The names of the sectors come from the paper by Hansen and Prescott (2002): Malthus to Solow.  That paper assumes that technological change is exogenous and happens at a faster fixed rate in the Solow sector (which only uses labor and capital) than in the Malthus sector (which also uses a fixed quantity of land). The Solow sector is initially backward but because technical change is more rapid in that sector and it is not held back by fixed land, eventually it comes to dominate the economy in an industrial revolution.

Our paper updates this model for the 21st Century. In our model, technological change is endogenous, as is the speed with which it happens in each sector - the direction of technical change. We don't assume, a priori, that it is easier to find new ideas in the coal-using sector. In fact, we don't assume any differences between the sectors apart from the supply conditions of the two energy sources, which we explicitly model.

In most cases, an industrial revolution eventually happens. The most interesting case is when the elasticity of substitution between the outputs of the Malthus and Solow sector's is sufficiently high - based on our best guesses of the model parameters in Britain, greater than 2.9 - then it is possible if wood is relatively abundant for an economy to remain trapped forever in what we call Malthusian Sluggishness where growth is very low.* Population growth can push an economy out of this zone by raising the price of wood relative to coal and send the economy on a path to an industrial revolution.

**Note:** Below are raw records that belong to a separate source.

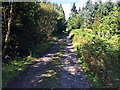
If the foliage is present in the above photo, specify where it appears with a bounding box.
[67,0,120,88]
[70,29,120,87]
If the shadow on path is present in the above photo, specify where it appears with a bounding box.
[6,37,64,88]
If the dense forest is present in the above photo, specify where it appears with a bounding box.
[2,0,120,88]
[67,0,120,87]
[2,1,66,86]
[2,2,66,62]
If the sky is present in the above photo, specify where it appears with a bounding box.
[48,0,117,20]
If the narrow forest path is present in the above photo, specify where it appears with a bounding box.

These two phase diagrams show the two alternative paths an economy can take in the absence of population growth, depending on its initial endowment of knowledge and resources:

N is the ratio of knowledge in the Malthus sector (actually varieties of machines) to knowledge in the Solow sector. y is the ratio of output in the two sectors and e is the ratio of the price of wood to the price of coal. In the first diagram we see that an economy on an industrial revolution path first has rising wood prices relative to coal and also, initially, technical change is more rapid in the Malthus sector than in the Solow sector and so N rises too. In the long-run both these trends reverse and under Modern Economic Growth technical change is more rapid in the Solow sector and the relative price of wood falls. At the same time, we see in the second diagram that eventually the output of the Solow sector grows more rapidly than that of the Malthus sector so that y falls. The rate of economic growth also accelerates.

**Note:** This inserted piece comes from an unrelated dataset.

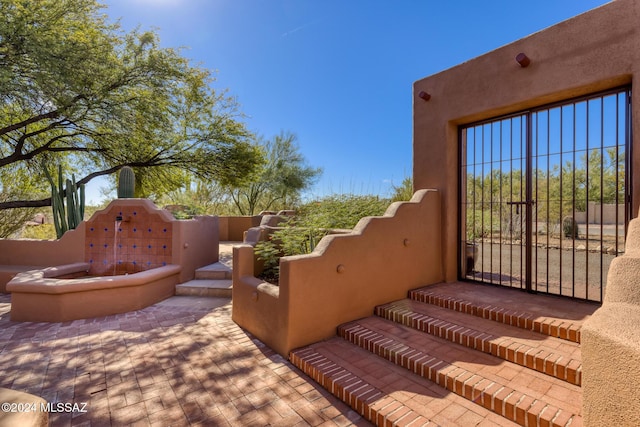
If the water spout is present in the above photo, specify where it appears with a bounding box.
[113,216,122,276]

But an economy which starts out with a low relative wood price, e, or low relative knowledge in the Solow sector, N, can remain trapped with rising wood prices AND increasing specialization in the Malthus sector - rising y and N. Though there is coal lying underground, it is never exploited, even though switching to coal use would unleash more rapid economic growth in the long run. The myopic, but realistic, focus on near term profits from innovation discourages the required innovation in the Solow sector.

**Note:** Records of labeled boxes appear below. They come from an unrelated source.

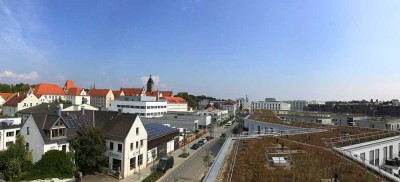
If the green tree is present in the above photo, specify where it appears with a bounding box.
[0,135,32,180]
[33,150,75,179]
[70,127,107,174]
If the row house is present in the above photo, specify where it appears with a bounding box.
[63,80,90,105]
[161,96,188,112]
[2,93,42,116]
[0,93,15,111]
[88,89,114,109]
[20,109,148,178]
[0,118,21,151]
[29,83,65,102]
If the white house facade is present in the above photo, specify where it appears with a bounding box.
[0,118,21,151]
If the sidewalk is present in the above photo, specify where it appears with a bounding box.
[120,124,235,182]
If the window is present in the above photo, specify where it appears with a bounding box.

The core of the paper is a set of formal propositions laying out the logic of these findings but we also carry out simulations of the model calibrated to the British case over the period 1560-1900. Counterfactual simulations with more abundant wood, more expensive coal, more substitutability, less initial knowledge about using coal, or less population growth all delay the coming of the Industrial Revolution.

* We assume either that population is constant or treat its growth as exogenous.